Medicare Advantage Plans, on the other hand, can vary in cost from one plan to another. Where you live, as well as which plan you choose, can affect your premiums. Many Medicare Advantage plans come at a higher monthly cost than Medicare Part B, but that doesn't automatically make them less affordable. You need to look at both the premium and the out-of-pocket spending you'd potentially face.

If you can afford to pay a slightly higher premium for more coverage, you may be better off with an Advantage Plan. This is especially the case if you tend to use a lot of services Part B doesn't cover, such as dental care.

Alternatively, if you stick with original Medicare, you may need to buy a Part D plan to cover prescription drugs as well as a Medigap plan to limit your out-of-pocket costs. Once you add everything up, it may turn out that Part B isn't as inexpensive as it seems.

2. What providers do you want access to?

If you opt for original Medicare, you'll be able to see any doctor who accepts Medicare, anywhere in the U.S. If you opt for Medicare Advantage, you may be restricted to doctors who participate in that plan's network. You may also be required to fulfill certain additional requirements, such as getting a referral before seeing a specialist.

Make sure any Medicare Advantage plan you're considering participates with specific providers you're interested in seeing, if you have any.

3. Do you plan to travel in the future?

As mentioned above, original Medicare provides you with coverage to see any doctor throughout the entire U.S. as long as the provider accepts Medicare.

Medicare Advantage plans may have narrower networks, and you may be limited to seeing providers within a specific geographic area. In other words, if you travel to a different state, your Advantage plan may not cover you once you get there.

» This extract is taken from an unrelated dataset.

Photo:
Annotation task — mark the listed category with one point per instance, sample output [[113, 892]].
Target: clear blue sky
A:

Not all Medicare Advantage plans restrict your ability to get coverage when traveling, though. In fact, there are some plans that offer coverage for care even if you're traveling overseas. Traditional Medicare, on the other hand, generally pays only for medical care received in this country. So if you travel abroad with only original Medicare coverage, you'd be out of luck. In this case, you could buy a supplementary travel insurance plan from another insurance provider to cover yourself.

You'll need to think about traveling you intend to do to decide whether Medicare Advantage or original Medicare would be more cost-effective for you.

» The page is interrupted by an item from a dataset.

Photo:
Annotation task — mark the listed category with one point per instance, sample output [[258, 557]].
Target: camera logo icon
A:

4. Is your current Medicare plan the right plan for you?

If you're happy with your current Medicare plan, you don't have to make a change. But it's possible your provider might make some changes during open enrollment, including altering your premium costs or coverage.

Even if you like your current plan, we strongly recommend reviewing your plan paperwork carefully in case your coverage has changed.

How to choose the right Medicare plan

Again, open enrollment runs from October 15 through December 7 every year. If you miss the window to shop around for coverage, you have to wait a full year to get another chance.

To choose the best Medicare plan for you, there are a few key steps you'll need to take, including:

  • Evaluate your care needs. If you require more medical services, you may find it's more cost-effective to pay higher premiums for a comprehensive Medicare Advantage plan.
  • Review your current coverage. If you're happy with your plan, you may want to keep it. But make sure you understand any changes to coverage or your premiums that may have occurred.
  • Shop for Medicare Advantage plans. You should carefully review premiums and coverage to determine if a plan is a good fit. Pay attention to a plan's network, out-of-pocket expenses, and coverage during domestic and foreign travel. 

Bottom line

When Medicare open enrollment season comes around, make sure you get the insurance coverage you need so you don't end up with unpaid medical bills you can't afford. Missing out on open enrollment could be a costly retirement mistake if it means you end up stuck with the wrong plan for an entire year, so take steps to avoid this.